How to search suspicious user-agent in web request...

j0hnn1ck · ‎11-16-2020

I put web request logs into Splunk.

I did a lookup csv file that included suspicious user-agents characters like below.

bad_user_agent

nmap

python

java

...

I need alert if user_agent field in web request log contains any word in csv file.

How can I do a query?

Example:

user_agent="Mozilla/5.0 (Windows NT 6.2; Win64; x64) AppleWebKit/537.36 (KHTML, like Gecko) Chrome/60.0.3112.90 Safari/537.36" --> no alert

user_agent="Java/14.0.2" --> ALERT

user_agent="Mozilla/5.0 (compatible; Nmap Scripting Engine; https://nmap.org/book/nse.html)" --> ALERT

Thank you.

j0hnn1ck · ‎11-23-2020

Thanks.

Now error is gone but my query is not show any result.
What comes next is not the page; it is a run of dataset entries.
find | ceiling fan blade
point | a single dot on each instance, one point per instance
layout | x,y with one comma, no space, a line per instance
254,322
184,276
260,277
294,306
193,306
I tested by adding a word "java" into my bad_user_agent list.

Result is 0 even if user_agent field have a word "java".

Or if you have another solution for my task, please feel free to tell me.

Thank you.

j0hnn1ck · ‎11-22-2020

It always show this error.

Lookup definition:

Lookup table file:

Lookup file content:

I already extracted user_agent field from the log.

Richfez · ‎11-23-2020

I think you are almost there.

You don't have two columns in your CSV file, so ... you can either add one, or you can just OUTPUT the original field as "found".

index=X
| lookup bad_user_agent user_agent OUTPUT user_agent AS found
| search found=*

Do note that there are definitely other ways to do this, too. Most have more side effects than this way does though, or is more fiddly and finicky or is less scalable.

Richfez · ‎11-17-2020

There's a common pattern to doing this.

Assuming we have no problems with lookups with special characters in them (I *think* that forward slashes won't bother anything? that semicolon may mess it up but I'm not sure... anyway, this is all testable, and able to be worked around if it causes problems!)...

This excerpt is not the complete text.